Médiateur: le poste fantôme

ADMINISTRATION • Les citoyens en pétard avec les services de l’Etat ne peuvent toujours pas solliciter un bureau de médiation comme le prévoit la loi et la Constitution. Un dossier bloqué au parlement.

  • Fabienne Bugnon, la médiatrice principale de l’organe  de médiation de la police est chargée de la mise en place de la nouvelle structure. GIM

    Fabienne Bugnon, la médiatrice principale de l’organe de médiation de la police est chargée de la mise en place de la nouvelle structure. GIM

Délais d’attente interminables, procédures bâclées, relations tendues, bourses refusées, contentieux avec l’administration fiscale. Les conflits administratifs qui peuvent mettre en pétard les citoyens avec les services de l’Etat ne manquent pas. Ce qui fait défaut en revanche, c’est un bureau de médiation administrative pour les résoudre, comme la loi le prévoit. A ce propos, qui se souvient encore de la décision de créer un bureau de médiation administrative à Genève? Pas grand monde. Il y a cinq ans pourtant, l’avenir de cette structure semblait tout tracé. C’était l’ère de la belle entente. Rappelez-vous, la nouvelle Constitution plébiscitait sa création en 2012. Un projet de loi était adopté avec enthousiasme par le Conseil d’Etat en 2013 et sans opposition par le Grand Conseil en 2015. Difficile de faire mieux. Puis, patatra! La loi entrée en vigueur le 30 juin 2015 n’a jamais été mise en application. Comment expliquer un tel blocage?

«Outil neutre»

«Il est étonnant que les députés n’en fassent pas une priorité», regrette Fabienne Bugnon. Chargée de la mise en place de la structure, l’actuelle médiatrice principale de l’Organe de médiation de la police (OMP, lire ci-dessous) s’est beaucoup investie dans le projet à la demande du magistrat Pierre Maudet. «Il s’agit d’offrir aux administrés un outil neutre et confidentiel d’écoute, de dialogue, d’information et de conseil qui permet d’apporter rapidement une justice réparatrice», plaide-t-elle. Avant de préciser: «La médiation n’est pas un contrôle ni une sanction, c’est une procédure extrajudiciaire légère et gratuite pour faire gagner du temps aux citoyens et aux services de l’Etat. Le médiateur a également un rôle préventif car il calme des gens qui n’agresseront pas des fonctionnaires aux guichets. C’est du gagnant-gagnant», résume-t-elle.

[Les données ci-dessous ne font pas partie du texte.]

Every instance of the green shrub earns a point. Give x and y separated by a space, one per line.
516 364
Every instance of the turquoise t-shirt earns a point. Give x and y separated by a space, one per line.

«Les choses coinçaient au niveau de la commission des finances», rappelle de son côté Pierre Maudet, conseiller d’Etat en charge de la Sécurité et de l’Economie. «A juste titre, ses membres trouvaient le dispositif proposé trop lourd et coûteux. On parlait d’un budget de fonctionnement d’environ un million par an. L’idée est d’avoir quelque chose de plus souple et agile, comme pour la police. Ceci explique sans doute les allers et retours en commission et le fait que le dossier se retrouve encore aujourd’hui pendant devant le Grand Conseil, malgré son utilité incontestable», explique Pierre Maudet. Avant de conclure: «Dans une société qui se judiciarise et où les gens n’ont plus forcément comme premier réflexe de se parler en cas de litige, cette structure peut servir à désamorcer les conflits en amont. Les citoyens sont aussi plus méfiants vis-à-vis de l’administration et les fonctionnaires peuvent se sentir incompris dans l’exercice de leur activité. Il faut que tous puissent être entendus par une instance neutre, sur le modèle de l’OMP. Les avantages sont importants. On peut rétablir l’écoute et la confiance mais aussi éviter les tensions aux guichets et contribuer à désengorger les tribunaux.»

Ombudsman ou médiateur?

Pour cela, il faudra définir la fonction du médiateur. «La Constitution n’est pas très claire. Nous devions choisir entre ombudsman ou médiateur, deux fonctions qui ne sont pas les mêmes, ce qui n’a pas facilité les débats. Puis il a fallu décider si le nouveau bureau serait intégré ou non dans une structure existante de l’Etat», explique le député Jean-Marc Guinchard. Qui poursuit: «Reste que la création d’un organe de médiation est utile et bénéfique, il n’y a qu’à voir les exemples réussis de Vaud et Zurich. Genève a pris du retard sur eux.» Pour le combler, les députés devront relancer le débat. Cela tombe bien, le dossier est à l’ordre du jour des prochaines sessions parlementaires. «S’ils n’arrivent pas à sortir de l’impasse, ils n’ont qu’à faire appel à un médiateur», ironise un haut fonctionnaire pour qui une telle structure aurait déjà dû être mise en place depuis de nombreuses années, dans l’intérêt de la population et de l’Administration. Affaire à suivre.